Paying a dividend is paying a person. It's like you're saying that 'as long as they can afford to keep paying employees' they don't need aid. Would you rather they stopped paying people but didn't take aid? The whole point of the aid is so they can keep going and keep paying people.
Most workers who receive majority of their income in the form of stock are in a very high income bracket and should not receive any government bailouts directly or indirectly.
> Many workers are paid a majority of their income in the form of stock from the company they work for.
A very small "many." I'd imagine that class consists mostly of highly-placed executives (who can be assumed to be rather wealthy) and some number of people playing the startup lottery.
I think at many large enterprises getting paid in stock is standard for even junior line-worker hires. Google, Microsoft, Amazon, Oracle, etc.
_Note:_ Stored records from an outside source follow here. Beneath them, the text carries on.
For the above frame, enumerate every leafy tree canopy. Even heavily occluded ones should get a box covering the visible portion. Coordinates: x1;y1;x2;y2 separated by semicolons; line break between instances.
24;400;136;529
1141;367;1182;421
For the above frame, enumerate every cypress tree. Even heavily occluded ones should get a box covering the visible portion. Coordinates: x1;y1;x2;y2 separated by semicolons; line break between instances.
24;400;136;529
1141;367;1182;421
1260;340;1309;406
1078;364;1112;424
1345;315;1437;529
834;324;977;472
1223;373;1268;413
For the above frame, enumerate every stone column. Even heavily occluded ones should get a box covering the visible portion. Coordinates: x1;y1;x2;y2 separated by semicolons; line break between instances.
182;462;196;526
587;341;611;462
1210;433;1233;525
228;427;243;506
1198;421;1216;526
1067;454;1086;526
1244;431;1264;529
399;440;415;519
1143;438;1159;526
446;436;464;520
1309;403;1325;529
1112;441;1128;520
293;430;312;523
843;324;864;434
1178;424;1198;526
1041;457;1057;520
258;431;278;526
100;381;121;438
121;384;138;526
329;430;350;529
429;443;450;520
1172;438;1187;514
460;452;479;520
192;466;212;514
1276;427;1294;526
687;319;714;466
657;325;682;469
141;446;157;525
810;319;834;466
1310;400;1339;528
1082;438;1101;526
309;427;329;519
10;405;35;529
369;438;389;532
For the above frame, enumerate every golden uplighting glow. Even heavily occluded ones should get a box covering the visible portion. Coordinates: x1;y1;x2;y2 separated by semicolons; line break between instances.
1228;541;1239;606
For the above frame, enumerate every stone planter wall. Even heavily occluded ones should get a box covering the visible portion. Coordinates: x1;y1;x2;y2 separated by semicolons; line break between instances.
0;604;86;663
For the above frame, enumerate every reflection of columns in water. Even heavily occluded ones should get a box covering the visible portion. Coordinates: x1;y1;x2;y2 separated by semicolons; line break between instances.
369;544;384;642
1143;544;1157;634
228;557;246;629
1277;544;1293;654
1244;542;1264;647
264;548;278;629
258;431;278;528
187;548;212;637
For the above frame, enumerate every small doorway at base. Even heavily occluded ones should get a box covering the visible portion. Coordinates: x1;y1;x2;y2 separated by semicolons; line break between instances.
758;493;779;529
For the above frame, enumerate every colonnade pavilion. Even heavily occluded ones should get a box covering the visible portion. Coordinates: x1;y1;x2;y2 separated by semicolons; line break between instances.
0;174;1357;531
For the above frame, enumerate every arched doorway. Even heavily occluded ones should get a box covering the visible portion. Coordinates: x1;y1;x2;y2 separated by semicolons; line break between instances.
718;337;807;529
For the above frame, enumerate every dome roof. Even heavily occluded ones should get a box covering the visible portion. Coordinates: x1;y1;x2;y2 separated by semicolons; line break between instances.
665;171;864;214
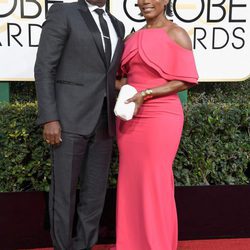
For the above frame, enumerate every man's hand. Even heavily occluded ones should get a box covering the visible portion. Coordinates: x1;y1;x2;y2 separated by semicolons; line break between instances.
43;121;62;145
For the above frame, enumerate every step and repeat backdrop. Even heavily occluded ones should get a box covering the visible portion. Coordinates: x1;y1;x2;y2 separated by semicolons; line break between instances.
0;0;250;81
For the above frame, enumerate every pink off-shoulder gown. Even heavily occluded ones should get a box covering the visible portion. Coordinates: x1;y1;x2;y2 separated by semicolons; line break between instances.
115;29;198;250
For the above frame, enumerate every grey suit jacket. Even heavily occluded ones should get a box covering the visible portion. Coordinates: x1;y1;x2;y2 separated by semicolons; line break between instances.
35;0;124;136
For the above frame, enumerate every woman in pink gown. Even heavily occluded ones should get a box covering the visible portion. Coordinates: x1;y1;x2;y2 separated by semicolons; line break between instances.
115;0;198;250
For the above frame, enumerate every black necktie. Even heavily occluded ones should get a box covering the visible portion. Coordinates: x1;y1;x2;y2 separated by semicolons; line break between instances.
95;9;111;65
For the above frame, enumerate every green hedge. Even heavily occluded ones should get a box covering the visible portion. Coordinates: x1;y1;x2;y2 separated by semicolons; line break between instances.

People a few years into their career are often paid a majority in stock.
> I think at many large enterprises getting paid in stock is standard for even junior line-worker hires. Google, Microsoft, Amazon, Oracle, etc. People a few years into their career are often paid a majority in stock.
Maybe at FAANG companies (whose FTE workers tend to be very well off) and some other companies with a startup lineage, but I highly doubt this is very widespread.
I, for one, would frankly refuse a compensation package that was majority stock, unless the salary was already good. It'd be too much like those Enron employees who filled their 401ks with Enron stock -- too many eggs in one basket.
If someone who's otherwise well-compensated complains about missing out on dividends on their stock, I have the world's smallest violin here, ready to play a song for them.
You suggested paying a dividend was similar to paying employees. When throwaway2048 challenged this, you brought up stock-based compensation. Surely if such compensation (including dividends) was an obligation in the same way as wages, then the employee would have some recourse when it's interrupted. In other words, they could sue.
> Then, Like I said, its nothing like salary, which is absolutely an obligation.
But I'm never argued it was a salary or an obligation. Literally never used either of those two words. I think you're arguing against something nobody said.
It's money you'd be paying a person. It doesn't matter if it was 'like a salary' or an 'obligation' or not. What difference do you think that would make? Preventing companies paying dividends is prevent them paying people. Real people!